Viernes, 11 de mayo. Nueve días antes del robo

Aunque fue el mismo Pardales quien determinó que fuéramos a visitar al Tracas, cualquiera podía observar la melancolía que lo abrumaba en cuanto nos pusimos en camino. En la estación de metro de Cataluña, donde nos encontramos, ya lo vi triste y ensimismado, y me dijo que no le pasaba nada, que qué coño le iba a pasar y, cuando le pregunté si quería que fuera yo solo a ver al Tracas, me miró con esa chispa insultante tan suya, como si me espetara «tú eres gilipollas o qué». Me preguntó qué me pasaba en la mano, por qué la llevaba vendada pero, cuando le contesté que nada, que era una quemadura sin importancia, ni siquiera me oyó.

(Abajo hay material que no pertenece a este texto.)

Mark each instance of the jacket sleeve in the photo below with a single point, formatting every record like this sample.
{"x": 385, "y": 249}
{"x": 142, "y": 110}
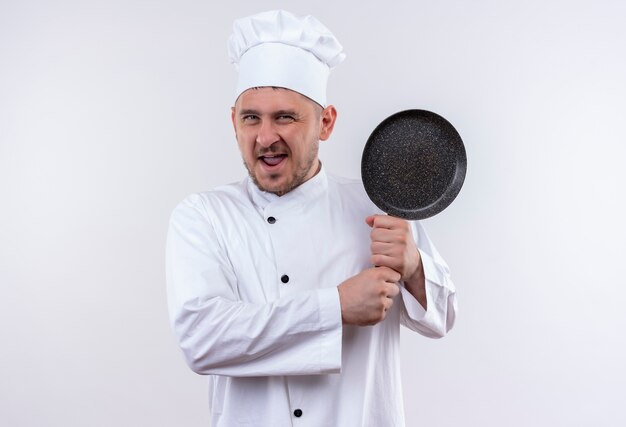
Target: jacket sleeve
{"x": 223, "y": 335}
{"x": 440, "y": 315}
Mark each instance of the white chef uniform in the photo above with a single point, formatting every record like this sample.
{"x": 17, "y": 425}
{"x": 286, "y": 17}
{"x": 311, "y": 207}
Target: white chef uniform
{"x": 252, "y": 287}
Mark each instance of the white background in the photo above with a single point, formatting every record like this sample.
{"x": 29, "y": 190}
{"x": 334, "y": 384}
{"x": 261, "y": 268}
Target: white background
{"x": 112, "y": 111}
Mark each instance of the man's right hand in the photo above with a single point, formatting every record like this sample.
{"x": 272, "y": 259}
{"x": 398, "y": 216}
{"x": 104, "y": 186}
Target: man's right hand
{"x": 366, "y": 297}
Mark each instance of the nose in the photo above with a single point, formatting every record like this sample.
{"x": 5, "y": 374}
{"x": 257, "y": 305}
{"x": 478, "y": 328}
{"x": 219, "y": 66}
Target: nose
{"x": 267, "y": 134}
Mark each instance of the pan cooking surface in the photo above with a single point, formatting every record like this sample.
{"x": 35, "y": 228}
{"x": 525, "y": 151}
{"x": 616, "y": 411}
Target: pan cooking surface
{"x": 413, "y": 164}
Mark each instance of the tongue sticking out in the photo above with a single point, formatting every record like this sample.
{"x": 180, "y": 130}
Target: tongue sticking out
{"x": 273, "y": 161}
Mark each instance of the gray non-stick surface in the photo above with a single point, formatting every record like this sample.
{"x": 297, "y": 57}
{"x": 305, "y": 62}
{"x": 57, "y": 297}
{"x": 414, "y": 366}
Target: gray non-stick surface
{"x": 413, "y": 164}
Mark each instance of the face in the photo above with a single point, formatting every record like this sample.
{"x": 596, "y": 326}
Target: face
{"x": 278, "y": 132}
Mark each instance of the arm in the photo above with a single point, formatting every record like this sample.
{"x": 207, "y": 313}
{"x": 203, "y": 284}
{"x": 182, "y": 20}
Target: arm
{"x": 220, "y": 334}
{"x": 428, "y": 293}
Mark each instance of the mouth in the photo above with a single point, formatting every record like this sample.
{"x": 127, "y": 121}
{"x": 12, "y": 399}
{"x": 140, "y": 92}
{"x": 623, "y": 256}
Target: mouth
{"x": 272, "y": 160}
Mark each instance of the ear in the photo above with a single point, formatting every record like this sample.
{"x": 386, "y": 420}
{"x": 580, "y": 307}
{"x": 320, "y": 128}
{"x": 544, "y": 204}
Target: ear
{"x": 327, "y": 123}
{"x": 232, "y": 118}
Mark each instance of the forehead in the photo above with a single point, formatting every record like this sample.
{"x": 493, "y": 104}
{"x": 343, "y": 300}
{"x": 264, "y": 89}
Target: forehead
{"x": 273, "y": 98}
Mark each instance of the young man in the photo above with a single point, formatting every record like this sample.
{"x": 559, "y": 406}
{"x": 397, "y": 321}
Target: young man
{"x": 270, "y": 281}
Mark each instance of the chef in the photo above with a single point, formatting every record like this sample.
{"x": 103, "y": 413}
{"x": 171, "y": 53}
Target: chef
{"x": 271, "y": 281}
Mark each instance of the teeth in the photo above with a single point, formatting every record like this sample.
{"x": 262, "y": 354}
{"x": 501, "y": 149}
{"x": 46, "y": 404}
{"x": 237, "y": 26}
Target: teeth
{"x": 272, "y": 160}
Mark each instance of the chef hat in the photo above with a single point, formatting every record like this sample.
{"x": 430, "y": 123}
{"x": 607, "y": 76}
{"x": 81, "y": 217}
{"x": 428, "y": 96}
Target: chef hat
{"x": 277, "y": 48}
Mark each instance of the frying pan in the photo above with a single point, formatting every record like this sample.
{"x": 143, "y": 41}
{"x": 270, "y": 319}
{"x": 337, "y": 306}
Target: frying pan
{"x": 413, "y": 164}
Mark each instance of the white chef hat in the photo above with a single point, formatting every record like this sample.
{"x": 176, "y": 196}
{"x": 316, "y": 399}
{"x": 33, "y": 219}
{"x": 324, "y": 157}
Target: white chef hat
{"x": 277, "y": 48}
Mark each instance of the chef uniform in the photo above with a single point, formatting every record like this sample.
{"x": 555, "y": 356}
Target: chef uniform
{"x": 252, "y": 277}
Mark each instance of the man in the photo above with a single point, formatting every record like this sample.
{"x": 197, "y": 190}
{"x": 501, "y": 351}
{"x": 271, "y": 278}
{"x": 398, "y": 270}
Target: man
{"x": 271, "y": 285}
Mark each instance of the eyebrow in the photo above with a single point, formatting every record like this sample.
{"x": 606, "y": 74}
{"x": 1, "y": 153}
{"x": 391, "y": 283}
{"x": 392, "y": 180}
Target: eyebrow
{"x": 248, "y": 111}
{"x": 274, "y": 113}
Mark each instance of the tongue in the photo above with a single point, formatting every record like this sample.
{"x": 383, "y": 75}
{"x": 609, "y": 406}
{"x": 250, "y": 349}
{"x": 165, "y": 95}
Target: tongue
{"x": 273, "y": 161}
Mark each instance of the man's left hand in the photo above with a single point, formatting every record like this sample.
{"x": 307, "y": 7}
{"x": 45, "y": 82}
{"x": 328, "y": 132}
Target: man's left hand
{"x": 393, "y": 246}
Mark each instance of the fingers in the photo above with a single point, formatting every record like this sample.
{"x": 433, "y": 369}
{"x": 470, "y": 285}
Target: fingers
{"x": 387, "y": 274}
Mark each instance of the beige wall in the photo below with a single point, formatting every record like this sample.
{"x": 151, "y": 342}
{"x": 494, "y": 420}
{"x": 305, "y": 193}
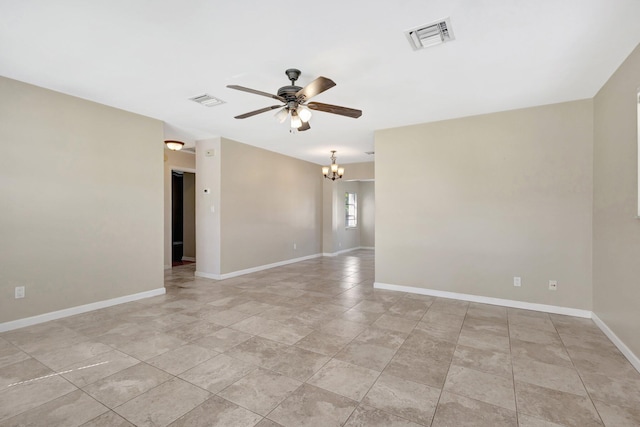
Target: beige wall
{"x": 81, "y": 191}
{"x": 189, "y": 215}
{"x": 464, "y": 205}
{"x": 367, "y": 214}
{"x": 333, "y": 206}
{"x": 616, "y": 230}
{"x": 268, "y": 203}
{"x": 173, "y": 160}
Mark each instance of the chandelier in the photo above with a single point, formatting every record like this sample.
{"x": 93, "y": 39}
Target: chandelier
{"x": 332, "y": 171}
{"x": 174, "y": 145}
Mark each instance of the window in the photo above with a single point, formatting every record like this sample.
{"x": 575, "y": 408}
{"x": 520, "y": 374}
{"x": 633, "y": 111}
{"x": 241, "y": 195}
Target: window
{"x": 351, "y": 210}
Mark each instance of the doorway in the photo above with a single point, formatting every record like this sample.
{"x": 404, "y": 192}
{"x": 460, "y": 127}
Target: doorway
{"x": 183, "y": 218}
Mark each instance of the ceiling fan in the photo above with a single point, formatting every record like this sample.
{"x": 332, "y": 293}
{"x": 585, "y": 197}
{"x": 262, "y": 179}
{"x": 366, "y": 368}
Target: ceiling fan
{"x": 295, "y": 102}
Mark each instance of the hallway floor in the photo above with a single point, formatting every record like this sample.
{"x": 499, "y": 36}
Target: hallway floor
{"x": 313, "y": 344}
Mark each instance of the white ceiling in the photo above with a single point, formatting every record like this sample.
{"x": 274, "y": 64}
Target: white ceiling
{"x": 150, "y": 56}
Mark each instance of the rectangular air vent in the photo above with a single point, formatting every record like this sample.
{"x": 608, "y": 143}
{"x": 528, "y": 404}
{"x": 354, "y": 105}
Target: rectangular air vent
{"x": 430, "y": 35}
{"x": 207, "y": 100}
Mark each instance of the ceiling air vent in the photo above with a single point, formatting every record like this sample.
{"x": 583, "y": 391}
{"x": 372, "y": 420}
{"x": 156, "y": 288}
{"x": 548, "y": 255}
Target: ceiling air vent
{"x": 207, "y": 100}
{"x": 430, "y": 35}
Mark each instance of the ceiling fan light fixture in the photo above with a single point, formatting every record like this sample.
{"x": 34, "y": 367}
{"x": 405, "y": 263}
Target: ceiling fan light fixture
{"x": 295, "y": 120}
{"x": 282, "y": 115}
{"x": 333, "y": 171}
{"x": 304, "y": 113}
{"x": 174, "y": 145}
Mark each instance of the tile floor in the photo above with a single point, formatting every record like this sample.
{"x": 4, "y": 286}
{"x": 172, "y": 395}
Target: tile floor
{"x": 313, "y": 344}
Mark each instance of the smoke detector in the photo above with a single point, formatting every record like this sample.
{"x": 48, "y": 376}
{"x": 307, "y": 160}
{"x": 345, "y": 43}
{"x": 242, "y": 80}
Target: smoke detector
{"x": 429, "y": 35}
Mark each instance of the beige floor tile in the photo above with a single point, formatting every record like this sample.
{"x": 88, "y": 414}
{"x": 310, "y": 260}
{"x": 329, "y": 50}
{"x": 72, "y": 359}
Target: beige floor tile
{"x": 10, "y": 354}
{"x": 118, "y": 388}
{"x": 487, "y": 388}
{"x": 343, "y": 328}
{"x": 618, "y": 416}
{"x": 217, "y": 373}
{"x": 313, "y": 407}
{"x": 72, "y": 409}
{"x": 484, "y": 341}
{"x": 99, "y": 367}
{"x": 322, "y": 343}
{"x": 616, "y": 391}
{"x": 556, "y": 406}
{"x": 359, "y": 316}
{"x": 528, "y": 421}
{"x": 366, "y": 355}
{"x": 258, "y": 351}
{"x": 485, "y": 311}
{"x": 440, "y": 330}
{"x": 366, "y": 416}
{"x": 395, "y": 323}
{"x": 19, "y": 398}
{"x": 260, "y": 391}
{"x": 151, "y": 345}
{"x": 459, "y": 411}
{"x": 108, "y": 419}
{"x": 273, "y": 330}
{"x": 536, "y": 336}
{"x": 24, "y": 370}
{"x": 413, "y": 366}
{"x": 194, "y": 330}
{"x": 344, "y": 379}
{"x": 382, "y": 337}
{"x": 608, "y": 364}
{"x": 298, "y": 363}
{"x": 550, "y": 376}
{"x": 429, "y": 347}
{"x": 490, "y": 361}
{"x": 551, "y": 354}
{"x": 72, "y": 354}
{"x": 449, "y": 306}
{"x": 267, "y": 423}
{"x": 486, "y": 326}
{"x": 163, "y": 404}
{"x": 222, "y": 340}
{"x": 403, "y": 398}
{"x": 181, "y": 359}
{"x": 218, "y": 412}
{"x": 409, "y": 308}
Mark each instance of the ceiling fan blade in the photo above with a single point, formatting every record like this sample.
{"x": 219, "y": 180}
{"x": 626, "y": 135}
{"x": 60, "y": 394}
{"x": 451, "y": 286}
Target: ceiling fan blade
{"x": 314, "y": 88}
{"x": 335, "y": 109}
{"x": 253, "y": 113}
{"x": 257, "y": 92}
{"x": 305, "y": 126}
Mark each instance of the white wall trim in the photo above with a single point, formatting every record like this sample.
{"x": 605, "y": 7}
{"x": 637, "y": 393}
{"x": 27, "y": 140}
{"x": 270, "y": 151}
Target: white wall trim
{"x": 41, "y": 318}
{"x": 254, "y": 269}
{"x": 346, "y": 250}
{"x": 635, "y": 360}
{"x": 487, "y": 300}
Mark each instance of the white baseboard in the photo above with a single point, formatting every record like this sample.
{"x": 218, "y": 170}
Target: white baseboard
{"x": 254, "y": 269}
{"x": 635, "y": 360}
{"x": 41, "y": 318}
{"x": 487, "y": 300}
{"x": 344, "y": 251}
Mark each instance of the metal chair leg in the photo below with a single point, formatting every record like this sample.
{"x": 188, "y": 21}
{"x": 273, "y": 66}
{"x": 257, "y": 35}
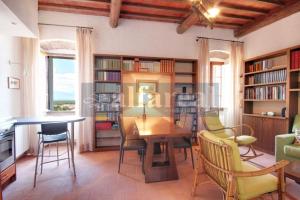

El Pardales y el Tracas eran muy amigos, como hermanos. O como padre e hijo. Hacía años que el Pardales había adoptado al Tracas, cuando este era un mocoso, y se lo llevó de putas y de escarceos y merodeos, que era la expresión que le gustaba utilizar para referirse a sus robos. A cambio, la familia del Tracas había adoptado al Pardales con toda su capacidad de cariño.

Bajamos en la estación de Paral·lel, pasamos por delante de El Molino, music-hall que había sido deliciosamente decrépito perverso y ahora era gris y políticamente correcto, y emprendimos una de las calles de aquel barrio multiétnico y apacible que se encaraman a la falda de Montjuïc.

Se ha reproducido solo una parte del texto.